Haber Merkezi

Türkiye, 14 Mayıs'ta sandığa gidiyor.

Merakla beklenen 2023 seçimlerine tam olarak 60 gün kaldı...

Sürecin son düzlüğüne girilirken, siyasi arena gün geçtikçe daha da hararetleniyor.

Partiler, "bir oy daha" düşüncesi ile seçim kampanyalarını aralıksız devam ettiriyor.

Cumhurbaşkanlığı seçiminde, Recep Tayyip Erdoğan'ın karşısına Kemal Kılıçdaroğlu çıkacak...

Millet İttifakı, geçirdiği krizin ardından toparlanmaya çalışırken, Cumhur İttifakı ise her geçen gün daha da büyüyor.

Seçmenin oyunu kazanabilmek için çeşitli senaryolar ortaya atan Kemal Kılıçdaroğlu, bu kez de Zafer Partisi algısını denedi.

Zafer Partisi Genel Başkanı Ümit Özdağ, Suriyelilere olan düşmanlığı ile öne çıkıyor.

Kılıçdaroğlu ise Özdağ'a oy kaptırmamak adına sınıra indi...

Kemal Kılıçdaroğlu, burada "Suriyelileri göndereceğim" çıkışında bulundu.

Hatay'ın Suriye sınırında yer alan Kuşaklı köyünde, iktidara gelmeleri halinde tüm Suriyelileri ülkelerine geri göndereceğini söyleyen Kılıçdaroğlu şu ifadelerle devam etti;

"Suriyelileri iki yıl içinde göndereceğiz"

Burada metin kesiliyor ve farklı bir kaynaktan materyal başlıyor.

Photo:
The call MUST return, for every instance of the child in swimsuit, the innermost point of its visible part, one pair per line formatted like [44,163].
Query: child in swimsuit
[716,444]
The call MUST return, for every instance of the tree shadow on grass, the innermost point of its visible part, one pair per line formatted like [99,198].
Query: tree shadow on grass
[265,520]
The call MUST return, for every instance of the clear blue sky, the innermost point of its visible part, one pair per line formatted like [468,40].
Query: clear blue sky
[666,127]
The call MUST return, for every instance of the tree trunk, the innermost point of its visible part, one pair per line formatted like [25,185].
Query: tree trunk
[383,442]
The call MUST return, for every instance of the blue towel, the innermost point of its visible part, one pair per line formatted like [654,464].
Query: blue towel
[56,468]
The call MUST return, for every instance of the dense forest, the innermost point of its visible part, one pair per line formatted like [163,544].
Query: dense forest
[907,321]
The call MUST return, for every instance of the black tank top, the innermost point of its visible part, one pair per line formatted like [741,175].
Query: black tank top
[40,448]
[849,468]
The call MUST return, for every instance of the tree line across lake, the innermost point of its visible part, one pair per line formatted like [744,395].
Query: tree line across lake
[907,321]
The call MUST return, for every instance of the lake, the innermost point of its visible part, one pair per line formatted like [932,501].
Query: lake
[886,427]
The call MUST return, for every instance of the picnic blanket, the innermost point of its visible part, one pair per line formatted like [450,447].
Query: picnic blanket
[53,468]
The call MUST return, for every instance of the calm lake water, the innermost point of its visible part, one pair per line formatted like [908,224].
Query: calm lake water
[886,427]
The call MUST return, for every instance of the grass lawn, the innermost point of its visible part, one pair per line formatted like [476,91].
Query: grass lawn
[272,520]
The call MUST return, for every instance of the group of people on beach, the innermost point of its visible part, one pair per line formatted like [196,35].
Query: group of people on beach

Buraya iki nedenle geldim. Arkamda gördüğünüz Suriye sınırı. Bu necip milletin alnına kara bir leke sürmeden, ırkçılık gibi kara bir leke sürmeden Suriyeli kardeşlerimizi en geç iki yıl içinde kendi anavatanlarına göndereceğiz. Bunu herkesin bilmesini isterim. Suriyeli kardeşlerimizi göndereceğiz aynı zamanda Türkiye’yi bu bölgenin, Akdeniz’in en güçlü lider ülkesi haline getireceğiz.

"Afganları geldikleri ülkeye geri iade edeceğiz"

İran sınırını açıp, Türkiye’ye gelen Afganları da geldikleri ülkeye geri iade edeceğiz. Bunu, Suriye’nin de İran’ın da Afganistan’ın da bilmesini isterim. Açık ve net söylüyoruz, arkamızda gizli bir hesap yok. Hiçbir ülkeye hiçbir vatandaşa, daha doğrusu hiçbir yabancıya karşı ön yargımız yok. Ama biz, kendi ülkemizde özgürce yaşamak istiyoruz. Kendi ülkemizin demografik yapısının değişmesini istemiyoruz.

"Hiç kimse elini kolunu sallayarak sınırdan giremeyecek"

İkinci konu… Defalarca söyledim bütün sınır kapılarında yazar "hudut namustur" der. Hududun namus olmasının temel gerekçesi egemenlik sınırlarımızın belirlendiği alandır. O çizgilerin içinde kalan bizim egemenlik sınırlarımızdır. Egemenlik sınırlarımızı korumak da bizim namus borcumuzdur. Dolayısıyla yol geçen hanına dönen sınır kapılarımızı kesinlikle cumhurbaşkanlığımızda tam tersini yapacağız. Her sınır kapısı bizim namusumuz olacak. Hiç kimse elini kolunu sallayarak bu sınırlardan Türkiye’ye giremeyecek.